The DOC was found to be in contempt of court in 2022 after a judge said that they had failed to get thousands of detainees to their appointments, in defiance of a court order mandating incarcerated individuals receive medical care when they request it. Attorneys with the Legal Aid Society, who were behind the 2022 contempt claim, again asked a judge this year to find the agency in contempt of the same court order claiming that medical care on Rikers has only worsened in the two years since their first legal action.
The DOC is also facing a number of wrongful death lawsuits that claim that in the leadup to several detainees’ deaths, correctional officers failed to get the detainees to their appointments, potentially contributing to their demise.
The BOC, which also runs investigations into detainee deaths, has found that detainees frequently miss medical appointments prior to their deaths.

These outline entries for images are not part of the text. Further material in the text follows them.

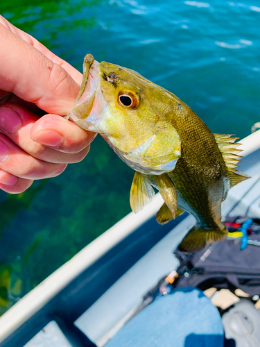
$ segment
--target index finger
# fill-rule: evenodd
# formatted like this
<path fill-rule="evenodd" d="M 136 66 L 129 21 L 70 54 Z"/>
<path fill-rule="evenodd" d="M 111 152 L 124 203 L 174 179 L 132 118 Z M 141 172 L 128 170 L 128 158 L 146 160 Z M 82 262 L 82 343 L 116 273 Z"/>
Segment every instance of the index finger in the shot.
<path fill-rule="evenodd" d="M 52 62 L 55 62 L 58 65 L 63 67 L 67 72 L 69 72 L 73 79 L 78 84 L 80 83 L 82 79 L 82 74 L 76 69 L 73 67 L 70 64 L 67 62 L 65 60 L 63 60 L 63 59 L 61 59 L 60 57 L 55 56 L 45 46 L 39 42 L 39 41 L 37 40 L 35 37 L 28 34 L 27 33 L 22 31 L 19 28 L 13 26 L 11 23 L 10 23 L 8 20 L 6 20 L 5 18 L 3 18 L 3 17 L 1 15 L 0 23 L 10 31 L 12 31 L 14 34 L 17 35 L 19 37 L 21 38 L 24 41 L 35 47 L 37 49 L 38 49 L 38 51 L 42 53 L 42 54 L 50 59 Z"/>
<path fill-rule="evenodd" d="M 67 114 L 79 91 L 69 74 L 1 24 L 0 36 L 0 90 L 48 113 Z"/>

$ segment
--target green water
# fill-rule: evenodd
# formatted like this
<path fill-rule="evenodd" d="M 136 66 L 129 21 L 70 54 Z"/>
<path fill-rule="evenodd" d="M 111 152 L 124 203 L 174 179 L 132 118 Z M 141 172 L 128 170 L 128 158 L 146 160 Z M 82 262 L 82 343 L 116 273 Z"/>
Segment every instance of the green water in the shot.
<path fill-rule="evenodd" d="M 0 13 L 80 71 L 92 53 L 139 71 L 214 133 L 243 137 L 260 121 L 252 3 L 5 0 Z M 130 211 L 132 176 L 98 137 L 59 177 L 0 192 L 0 313 Z"/>

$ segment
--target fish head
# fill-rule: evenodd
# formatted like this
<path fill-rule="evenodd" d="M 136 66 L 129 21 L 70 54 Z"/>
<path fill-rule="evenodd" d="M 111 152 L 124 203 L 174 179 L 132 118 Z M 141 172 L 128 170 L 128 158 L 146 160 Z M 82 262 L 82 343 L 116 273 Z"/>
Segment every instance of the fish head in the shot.
<path fill-rule="evenodd" d="M 78 120 L 71 119 L 100 133 L 136 171 L 159 175 L 174 169 L 180 139 L 167 117 L 171 103 L 165 99 L 171 95 L 166 90 L 135 71 L 105 62 L 92 65 L 85 89 L 74 108 L 78 113 L 71 112 Z"/>

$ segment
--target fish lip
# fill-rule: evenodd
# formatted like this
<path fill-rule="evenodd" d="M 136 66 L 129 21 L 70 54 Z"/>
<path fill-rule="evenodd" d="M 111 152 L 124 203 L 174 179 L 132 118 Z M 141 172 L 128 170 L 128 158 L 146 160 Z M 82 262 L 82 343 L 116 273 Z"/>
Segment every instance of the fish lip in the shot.
<path fill-rule="evenodd" d="M 91 117 L 89 117 L 93 113 L 93 109 L 96 109 L 96 112 L 94 112 L 95 115 L 97 113 L 97 108 L 99 112 L 101 111 L 100 108 L 97 107 L 98 103 L 97 99 L 99 96 L 96 96 L 96 94 L 100 94 L 99 71 L 99 62 L 94 60 L 87 72 L 87 81 L 83 94 L 78 99 L 76 99 L 73 108 L 66 117 L 67 119 L 87 130 L 93 128 Z M 93 129 L 92 130 L 94 131 Z"/>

The BOC’s recent report comes around two months after the death of Charizma Jones, who died in a hospital on July 14 after an infection she may have contracted on Rikers Island put her into a coma.
According to Jones’ attorneys with the Legal Aid Society, the 23-year-old “was repeatedly denied initial care by DOC staff” after experiencing a medical emergency.
Over two days in May, medical workers with CHS allegedly attempted to check on her, but correction officers reportedly barred them from entering her cell.
Jones subsequently fell into a coma and later died at a hospital outside of the city’s custody.
The Legal Aid Society described her death in a recent court filing as "an egregious denial of access to medical care."